Unable to compile trig functions through ForwardDiff
Closed this issue · 4 comments
MWE:
using Metal, KernelAbstractions, ForwardDiff
X = Metal.MtlArray(fill(0.1f0, 128))
Y = copy(X)
@kernel function mwe_kernel(out, a)
I = @index(Global, Linear)
out[I] = ForwardDiff.derivative(sin, a[I])
end
kernel = mwe_kernel(Metal.MetalBackend())

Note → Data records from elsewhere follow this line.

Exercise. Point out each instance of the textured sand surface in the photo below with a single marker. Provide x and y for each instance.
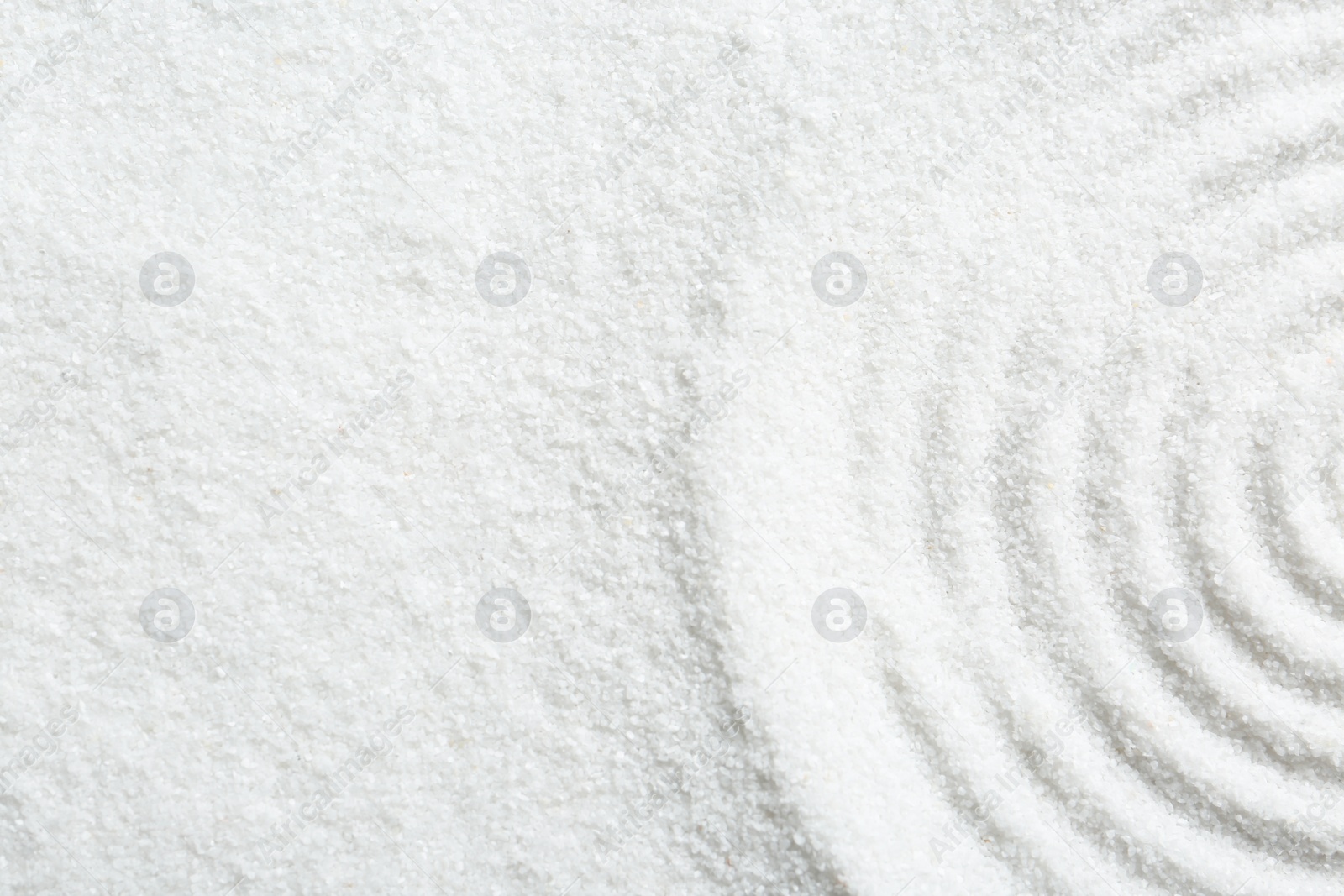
(432, 441)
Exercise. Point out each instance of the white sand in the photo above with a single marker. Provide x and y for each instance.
(459, 523)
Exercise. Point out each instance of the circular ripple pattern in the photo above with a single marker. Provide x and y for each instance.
(1066, 458)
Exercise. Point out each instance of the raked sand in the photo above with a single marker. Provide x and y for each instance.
(698, 448)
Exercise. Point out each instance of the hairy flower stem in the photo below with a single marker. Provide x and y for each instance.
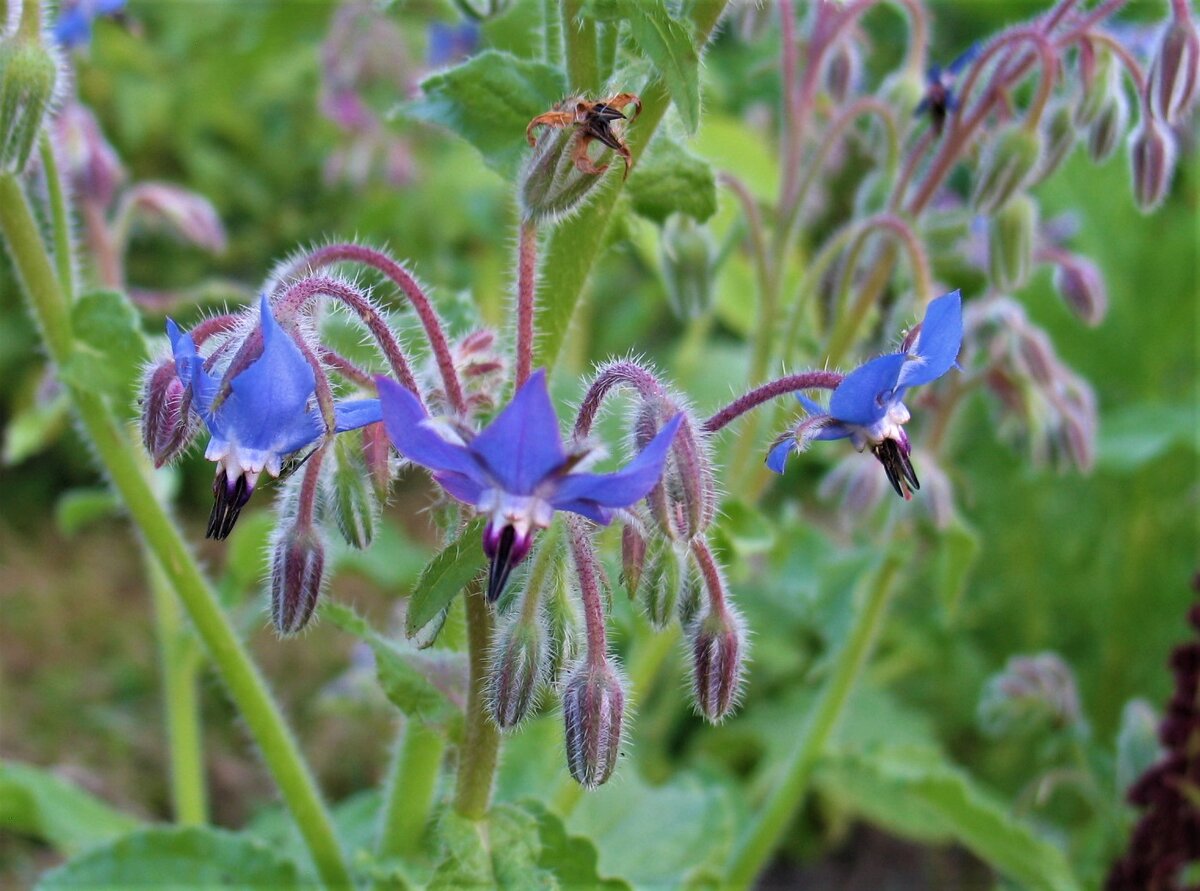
(481, 739)
(411, 790)
(790, 785)
(118, 454)
(527, 287)
(179, 664)
(755, 398)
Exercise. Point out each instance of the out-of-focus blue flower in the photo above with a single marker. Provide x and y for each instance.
(516, 470)
(868, 406)
(450, 43)
(940, 99)
(73, 25)
(268, 413)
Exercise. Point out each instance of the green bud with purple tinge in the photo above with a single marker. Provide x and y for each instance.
(29, 73)
(687, 265)
(1006, 167)
(1152, 157)
(517, 670)
(593, 711)
(1011, 243)
(298, 564)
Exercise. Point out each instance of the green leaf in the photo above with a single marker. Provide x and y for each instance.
(426, 685)
(489, 100)
(36, 802)
(450, 570)
(916, 793)
(957, 554)
(670, 179)
(78, 508)
(174, 857)
(109, 348)
(669, 45)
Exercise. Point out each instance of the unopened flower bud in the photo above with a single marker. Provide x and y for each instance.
(552, 185)
(1081, 287)
(1006, 167)
(1152, 157)
(352, 497)
(718, 644)
(517, 670)
(593, 710)
(1060, 138)
(687, 265)
(168, 424)
(189, 214)
(1011, 243)
(28, 77)
(298, 564)
(661, 581)
(1175, 70)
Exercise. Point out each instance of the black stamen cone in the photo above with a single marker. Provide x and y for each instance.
(502, 564)
(899, 468)
(227, 504)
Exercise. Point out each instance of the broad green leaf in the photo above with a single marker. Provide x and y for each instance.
(444, 576)
(175, 857)
(489, 100)
(426, 685)
(35, 802)
(109, 348)
(670, 179)
(78, 508)
(669, 45)
(916, 793)
(957, 551)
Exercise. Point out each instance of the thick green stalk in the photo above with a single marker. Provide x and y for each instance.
(117, 454)
(765, 831)
(411, 790)
(481, 740)
(189, 796)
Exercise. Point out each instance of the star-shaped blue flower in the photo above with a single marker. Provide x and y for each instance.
(868, 406)
(268, 413)
(516, 470)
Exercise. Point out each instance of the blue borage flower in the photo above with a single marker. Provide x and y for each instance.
(264, 414)
(73, 25)
(516, 470)
(940, 99)
(868, 406)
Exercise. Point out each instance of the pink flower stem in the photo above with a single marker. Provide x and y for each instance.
(755, 398)
(527, 287)
(433, 328)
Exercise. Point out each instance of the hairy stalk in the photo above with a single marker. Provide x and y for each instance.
(790, 785)
(527, 288)
(411, 790)
(179, 664)
(117, 453)
(481, 739)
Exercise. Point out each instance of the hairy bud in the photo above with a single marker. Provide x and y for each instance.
(687, 265)
(520, 658)
(168, 424)
(718, 645)
(28, 77)
(351, 496)
(1175, 71)
(298, 564)
(1006, 167)
(1081, 287)
(1011, 243)
(1152, 157)
(593, 710)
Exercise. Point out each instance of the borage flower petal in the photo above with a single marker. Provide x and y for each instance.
(517, 470)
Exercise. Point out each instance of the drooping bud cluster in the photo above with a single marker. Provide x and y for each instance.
(1043, 405)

kernel(Y, X, ndrange = size(Y))
Output:
ERROR: InvalidIRError: compiling MethodInstance for gpu_mwe_kernel(::KernelAbstractions.CompilerMetadata{KernelAbstractions.NDIteration.DynamicSize, KernelAbstractions.NDIteration.DynamicCheck, Nothing, CartesianIndices{1, Tuple{Base.OneTo{Int64}}}, KernelAbstractions.NDIteration.NDRange{1, KernelAbstractions.NDIteration.DynamicSize, KernelAbstractions.NDIteration.DynamicSize, CartesianIndices{1, Tuple{Base.OneTo{Int64}}}, CartesianIndices{1, Tuple{Base.OneTo{Int64}}}}}, ::MtlDeviceVector{Float32, 1}, ::MtlDeviceVector{Float32, 1}) resulted in invalid LLVM IR
Reason: unsupported call to an unknown function (call to gpu_malloc)
Stacktrace:
[1] malloc
@ ~/.julia/packages/GPUCompiler/YO8Uj/src/runtime.jl:88
[2] macro expansion
@ ~/.julia/packages/GPUCompiler/YO8Uj/src/runtime.jl:183
[3] macro expansion
@ ./none:0
[4] box
@ ./none:0
[5] box_int64
@ ~/.julia/packages/GPUCompiler/YO8Uj/src/runtime.jl:212
[6] indexed_iterate
@ ./tuple.jl:97
[7] sin
@ ~/Developer/jl-forward-diff/dev/ForwardDiff/src/dual.jl:697
[8] derivative
@ ~/Developer/jl-forward-diff/dev/ForwardDiff/src/derivative.jl:14
[9] macro expansion
@ ~/Developer/jl-forward-diff/mwe.jl:8
[10] gpu_mwe_kernel
@ ~/.julia/packages/KernelAbstractions/cWlFz/src/macros.jl:90
[11] gpu_mwe_kernel
@ ./none:0
I don't really know the first thing about how the GPU compiler works (though am keen to learn), but I had a look with Cthulhu.jl all the same. I noticed using @device_code_llvm
that when I have just sincos(a[I])[1]
(without the ForwardDiff.derivative
) call, then I get
%29 = call float @air.sincos.f32(float %28)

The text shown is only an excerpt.